Po latach ukrywania problemu i samotnej walki Kasia Kowalska przyznała wreszcie, że cierpi na depresję. Twierdzi, że nie pamięta już czasów, w których nie musiała się zmagać z tą straszną chorobą. W udzielonym magazynowi Gala wywiadzie Kasia powiedziała nawet, że w trakcie jednego z silniejszych ataków depresji była gotowa porzucić rodzinę, zakończyć karierę i uciec z kraju:
Podjęłam decyzję, że wyemigruję z Polski. Chciałam zamieszkać u znajomej na Brooklynie.
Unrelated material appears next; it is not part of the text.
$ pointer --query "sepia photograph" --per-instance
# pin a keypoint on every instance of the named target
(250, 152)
Było mi wszystko jedno, co stanie się ze mną, z moją karierą muzyczną, z moim życiem.
Nawet narodziny drugiego dziecka nie poprawiły psychicznego stanu Kowalskiej, która próbowała już wszystkich sposobów walki z chorobą. Mimo że kocha swojego synka, nie umie cieszyć się z jego przyjścia na świat:
Dla mnie szklanka może być do połowy pełna, ale za to wypełniona trucizną – zwierza się piosenkarka. Mam taką naturę, że zawsze widzę ciemne strony. Od lat z tym walczę. Chodzę na psychoterapię. Nie umiem się do końca niczym cieszyć.